Но то, что будет через час,
Но что случится через час,
От нас с тобою скрыто.
 
 

* * *

 
 
Мы все скользим по грани бытия,
Как по большому льду.
И чем он тоньше, тем виднее глубина,
Куда уйду.
 
 

* * *

 
 
На грани бытия один дается день,
Когда все чувствуешь острей и чище:
И солнце ярче, и прохладней тень,
Роднее люди и сытнее пища.
 
 

* * *

 
 
Что такое свобода,
Поймем мы у самого входа
Туда, откуда возврата нет,
Куда без очереди дается билет.
 

* * *

 
 
Мы с тобою — одной крови. Ты и я...
Все поэтово сословье — одна семья.
У нас с тобой разговор свой,
Непонятный многим двуногим:
О парусе, о капле росы,
О мокрой траве,
О дожде, что весь день хлещет.
Для нас с тобой
Это очень серьезные вещи.
 
 

* * *

 
 
Обрывается сердце.
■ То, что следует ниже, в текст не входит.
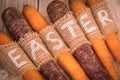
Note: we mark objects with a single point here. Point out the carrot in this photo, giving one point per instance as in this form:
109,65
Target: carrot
98,44
29,75
83,53
17,25
111,38
65,59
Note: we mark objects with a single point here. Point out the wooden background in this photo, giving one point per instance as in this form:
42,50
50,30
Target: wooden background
41,5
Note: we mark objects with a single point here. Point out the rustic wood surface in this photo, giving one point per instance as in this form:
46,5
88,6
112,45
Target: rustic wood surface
41,5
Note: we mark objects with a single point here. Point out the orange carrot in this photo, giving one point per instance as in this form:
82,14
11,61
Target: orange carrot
98,44
110,38
29,75
65,59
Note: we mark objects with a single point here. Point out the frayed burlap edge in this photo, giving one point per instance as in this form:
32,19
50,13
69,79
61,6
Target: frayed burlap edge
53,52
44,56
81,40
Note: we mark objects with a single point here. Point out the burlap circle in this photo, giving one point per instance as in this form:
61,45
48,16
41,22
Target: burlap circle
53,41
21,63
79,37
35,48
91,30
110,27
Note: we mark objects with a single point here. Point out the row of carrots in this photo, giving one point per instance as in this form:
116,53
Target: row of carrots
79,41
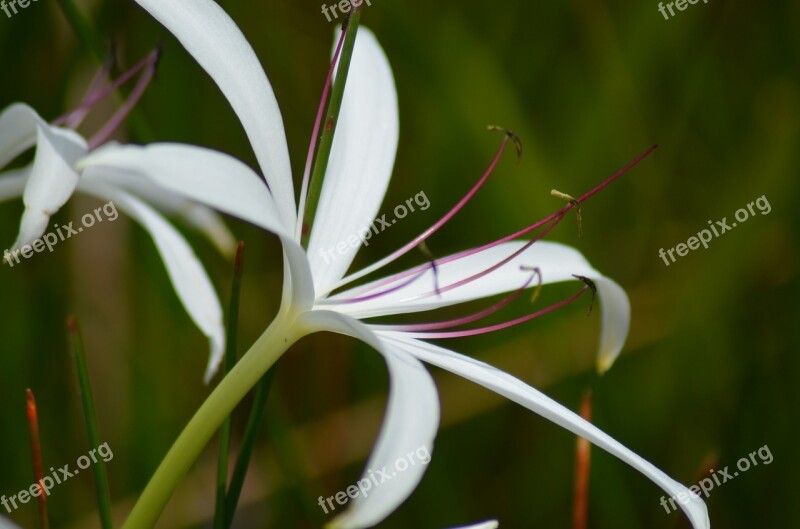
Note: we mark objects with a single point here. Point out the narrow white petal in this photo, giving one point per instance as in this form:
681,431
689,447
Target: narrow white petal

Вдруг
Слышу я среди ночи стук.
Зажигаю свет — никого.
Открываю дверь — никого.
Сердце колоколом стучит
В одинокой моей ночи,
Или Та, с Косой, постучала,
Попугала и убежала?
Все невроз, перегрузок дань,
Вот и мерещится всякая дрянь.
Утром, однако, рано вставать.
Спи-ка ты, мать!
(Апрель 1981)


Песня

«Ино еще побредем...»
Протопоп Аввакум
Сколько людей в пути!
Нам надо еще идти,
Еще потерпи немножко.
Видна в темноте дорожка...
А значит, ты — не один
И, значит, я — не одна,
А кто-то там впереди
И кто-то там позади...
 
 

Сезон мудрости или похвала осени
(из восточной поэзии)

 
 
Какой-то древний мудрец
(За его гиперболу мы прощения просим)
Желает нам тысячу раз пережить осень.
Поверхностно и взахлеб живем мы весенней порою,
В плену мелочей, обрастая бездумья корою;
Лишь желтый листок на зеленой траве предвещает мудрую осень,
Осеннюю наготу души, что тленный наряд свой сбросит.
 
 

Диалог с главными вещами

 
 
Дни до отказа набиты бытом.
Нагло раскинулось в кухне корыто.
Корыто старое, да чайник сгоревший...
Зудят, толкаются Главные Вещи.
И нет им погибели, горстке праха,
Ворчат: «Растяпа, скотина, неряха,
О чем ты думаешь, моя кастрюлю,
Неужто о Пушкине, вставшем под пулю,
Неужели о Лермонтове твоя тревога?»
«Язык прикусили бы, ради Бога,
По трупу ливень двое суток хлещет...»
«Опять задумалась,»— злобятся Вещи,
И чайник пыхтит, подгоревши слегка:
«Дурища, опять ты сожгла мне бока.»
 
 

* * *

 
 
Неужели за рифму, за солнечный блик на холсте.
За гармонию сфер я продамся Высокой Мечте.
И впустив в свою душу мерцание дальней звезды,
Не почую я запах тяжелой чужой беды...
И зачем в натюрморте сияет солнечный блик,
Если слышу я из угла твой задушенный крик.
Знаешь, видно, беда — и моя, и твоя, и его —
Всю поэзию съест, не останется ничего.
От Высокой Мечты нам останется только скелет,
И я выброшу в тот гармонический рай свой билет.
 
 

* * *

 
 
Зимы как и не было.
Вскрылась река.
Февральское небо
И даль глубока.
Последние вьюги
В щелях гудят,
И мокрые ноги
У бедных ребят...
 
 
Но солнцем победно
Залит весь город,
И снова ты счастлив,
И снова ты молод...
(Февраль 1981 г.)
 
 

* * *

 
 
Глаза скользили по страницам,
Не задевая за слова,
И были мертвенны все лица,
И правда автора мертва.
И лишь порой одно словцо
Каким-то ветром бьет в лицо,
Как ветка шалая лесная,
До странности тебе родная...
(1981 г.)
 
 

Ф.Д.

 
 
Говорят, что был пират
Макферсон.
То и дело он лез
На рожон.
Даже к виселице шел он
Танцуя.
Уж он-то, наверное, знал,
Уж он, разумеется, знал
Запах крови и вкус поцелуя.
Наверно, в тебя
Отчаянный дух его
Отчасти вселился.
Ты тоже всегда
Лез на рожон
И веселился.
Оставим черной романтике кровь
И пистолеты.
Тебе же — свободу, песни, любовь,
Сердце поэта.
 
 

* * *

 
 
Прости мне, что я еще ученица,
Хоть поступь моя уже не легка,
У тебя, моя даль, не устану учиться
До последнего звонка.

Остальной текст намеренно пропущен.